Federleicht und amüsant wurden mir amerikanische Werte und der Spass, der mit ihnen zu haben ist, vorgebetet. Jeder Charakter ist menschgewordenes Klischee, so konsequent, dass die einzelnen Figuren gar nicht mehr echt sein können. Die einzelne Rolle hat nur einen Job: eine ganz spezifische Sammlung an Charaktereigenschaften auf Biegen und Brechen wiederzugeben. Die dumme Schlampe, der smarte Spieler, der konservative, frigide Trottel.

Die durchschnittliche amerikanische Sitcom könnte gut von Walmart, der C.I.A. oder Scientology erfunden worden sein. Seichte Unterhaltung, die jedes Nachdenken konzeptionell verhindert, bis ich weichgeklopft genug den Werbeblock empfangen darf. Das ist die Black Friday-Matrix.

Foto von The Office BBC Two

Dann kam Ricky Gervais in der Rolle von David Brent und schob mir die rote Pille der Fernsehunterhaltung in den Rachen. The Office konfrontierte mich erstmals—nach Monty Python versteht sich—mit der dunklen Seite des Gelächters: Statt surrealer Zwangskomik sind alltägliche Absurdität, neurotische Zwänge und das andauernde Sterben von Lebensträumen der Gegenständ der britischen Komödie. Die Dinge sind plötzlich lustig, weil sie wahr sind, nicht nur sein könnten. Zudem sind es echte, oft recht hässliche Menschen im britischen Fernsehen, die fluchen, dass sich die Balken biegen.

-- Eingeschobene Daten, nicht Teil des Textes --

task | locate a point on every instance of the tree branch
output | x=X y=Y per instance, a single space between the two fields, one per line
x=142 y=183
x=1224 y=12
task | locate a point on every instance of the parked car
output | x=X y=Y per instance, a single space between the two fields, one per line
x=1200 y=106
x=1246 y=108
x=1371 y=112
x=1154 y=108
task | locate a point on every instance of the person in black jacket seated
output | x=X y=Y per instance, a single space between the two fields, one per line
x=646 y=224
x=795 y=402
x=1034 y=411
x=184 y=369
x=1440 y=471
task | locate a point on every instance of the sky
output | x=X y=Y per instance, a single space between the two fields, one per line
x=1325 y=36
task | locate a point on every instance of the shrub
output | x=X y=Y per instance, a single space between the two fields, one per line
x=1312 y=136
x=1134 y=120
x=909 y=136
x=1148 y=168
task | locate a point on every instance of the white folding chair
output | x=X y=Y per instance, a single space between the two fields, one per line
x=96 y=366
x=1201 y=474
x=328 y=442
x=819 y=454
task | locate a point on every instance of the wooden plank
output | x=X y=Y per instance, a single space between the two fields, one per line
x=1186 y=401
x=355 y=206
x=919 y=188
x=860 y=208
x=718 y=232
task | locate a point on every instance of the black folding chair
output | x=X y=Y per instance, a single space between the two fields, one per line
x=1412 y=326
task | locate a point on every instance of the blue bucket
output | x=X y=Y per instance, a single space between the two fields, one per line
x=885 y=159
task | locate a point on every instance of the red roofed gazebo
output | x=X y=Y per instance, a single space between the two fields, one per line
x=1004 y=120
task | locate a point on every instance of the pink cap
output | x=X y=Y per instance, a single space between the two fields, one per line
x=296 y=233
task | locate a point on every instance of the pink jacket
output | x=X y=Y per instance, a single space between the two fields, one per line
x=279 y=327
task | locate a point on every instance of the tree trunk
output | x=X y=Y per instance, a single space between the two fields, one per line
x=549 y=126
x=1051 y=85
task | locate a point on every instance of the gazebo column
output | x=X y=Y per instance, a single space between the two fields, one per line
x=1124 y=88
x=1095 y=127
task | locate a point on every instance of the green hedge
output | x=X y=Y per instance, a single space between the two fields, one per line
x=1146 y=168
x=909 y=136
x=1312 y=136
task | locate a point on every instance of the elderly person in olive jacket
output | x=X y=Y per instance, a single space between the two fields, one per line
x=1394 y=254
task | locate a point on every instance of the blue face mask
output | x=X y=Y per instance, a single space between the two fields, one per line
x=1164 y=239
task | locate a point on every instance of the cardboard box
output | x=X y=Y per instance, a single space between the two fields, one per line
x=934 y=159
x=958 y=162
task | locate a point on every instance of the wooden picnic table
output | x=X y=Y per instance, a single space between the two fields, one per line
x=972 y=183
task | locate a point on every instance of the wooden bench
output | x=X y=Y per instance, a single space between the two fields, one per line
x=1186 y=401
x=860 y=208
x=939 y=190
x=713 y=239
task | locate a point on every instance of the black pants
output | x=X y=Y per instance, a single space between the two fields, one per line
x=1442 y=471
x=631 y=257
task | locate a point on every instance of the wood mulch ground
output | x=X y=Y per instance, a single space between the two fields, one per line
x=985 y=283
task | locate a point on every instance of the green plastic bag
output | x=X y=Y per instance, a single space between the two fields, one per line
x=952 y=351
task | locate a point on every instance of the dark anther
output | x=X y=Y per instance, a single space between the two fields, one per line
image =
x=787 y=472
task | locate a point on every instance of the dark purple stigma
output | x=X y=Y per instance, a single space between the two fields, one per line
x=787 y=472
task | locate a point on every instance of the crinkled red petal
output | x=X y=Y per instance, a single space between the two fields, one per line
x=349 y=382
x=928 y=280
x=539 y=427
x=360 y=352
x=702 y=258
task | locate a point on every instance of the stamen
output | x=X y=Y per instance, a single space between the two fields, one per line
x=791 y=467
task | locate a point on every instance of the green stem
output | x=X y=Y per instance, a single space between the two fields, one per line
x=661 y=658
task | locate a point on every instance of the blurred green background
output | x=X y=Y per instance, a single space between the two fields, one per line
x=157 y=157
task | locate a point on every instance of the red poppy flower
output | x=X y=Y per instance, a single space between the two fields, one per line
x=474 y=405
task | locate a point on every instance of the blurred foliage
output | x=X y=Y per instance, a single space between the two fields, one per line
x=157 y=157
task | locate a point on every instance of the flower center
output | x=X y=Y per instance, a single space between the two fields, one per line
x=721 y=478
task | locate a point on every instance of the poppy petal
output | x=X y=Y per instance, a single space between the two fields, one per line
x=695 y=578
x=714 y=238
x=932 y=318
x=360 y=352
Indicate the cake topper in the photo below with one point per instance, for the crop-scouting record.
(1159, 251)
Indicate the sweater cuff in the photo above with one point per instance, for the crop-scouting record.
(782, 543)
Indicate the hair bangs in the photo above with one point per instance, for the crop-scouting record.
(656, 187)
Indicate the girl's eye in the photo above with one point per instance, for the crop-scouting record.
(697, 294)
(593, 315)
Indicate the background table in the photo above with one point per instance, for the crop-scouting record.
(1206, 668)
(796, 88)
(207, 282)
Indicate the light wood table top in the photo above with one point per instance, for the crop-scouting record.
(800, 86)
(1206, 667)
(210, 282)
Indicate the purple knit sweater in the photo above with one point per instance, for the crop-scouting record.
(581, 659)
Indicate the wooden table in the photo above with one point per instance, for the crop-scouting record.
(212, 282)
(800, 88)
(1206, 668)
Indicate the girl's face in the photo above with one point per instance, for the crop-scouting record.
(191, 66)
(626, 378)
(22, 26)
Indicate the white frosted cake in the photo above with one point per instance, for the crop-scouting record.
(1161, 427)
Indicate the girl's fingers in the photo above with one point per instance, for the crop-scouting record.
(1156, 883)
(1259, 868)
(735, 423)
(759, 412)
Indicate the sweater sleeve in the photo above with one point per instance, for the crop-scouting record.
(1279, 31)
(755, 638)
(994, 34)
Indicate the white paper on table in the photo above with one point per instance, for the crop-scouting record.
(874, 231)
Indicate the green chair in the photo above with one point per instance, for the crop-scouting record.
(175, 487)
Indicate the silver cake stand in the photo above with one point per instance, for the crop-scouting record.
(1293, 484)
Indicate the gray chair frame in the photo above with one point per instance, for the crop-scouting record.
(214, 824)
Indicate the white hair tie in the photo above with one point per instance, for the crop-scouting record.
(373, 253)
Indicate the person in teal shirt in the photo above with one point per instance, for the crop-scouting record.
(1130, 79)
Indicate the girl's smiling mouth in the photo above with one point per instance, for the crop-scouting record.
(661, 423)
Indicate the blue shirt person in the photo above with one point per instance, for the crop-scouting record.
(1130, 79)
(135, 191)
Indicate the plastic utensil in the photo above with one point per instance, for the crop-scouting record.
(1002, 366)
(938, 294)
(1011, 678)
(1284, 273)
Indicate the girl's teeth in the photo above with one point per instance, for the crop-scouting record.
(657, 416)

Wer sich die Entwicklung des Horror-Genres in den letzten Jahrzehnten, insbesondere Original vs. Remakes, ) ein bisschen angeschaut hat, weiss: Je realer die Darstellung, umso brutaler die Wirkung. Je grausamer und verstörender die Szene daherkommt, umso echter werden die emotionalen Unannehmlichkeiten des Zuschauers. Genau mit diesen Unannehmlichkeiten arbeitet der britische Humor.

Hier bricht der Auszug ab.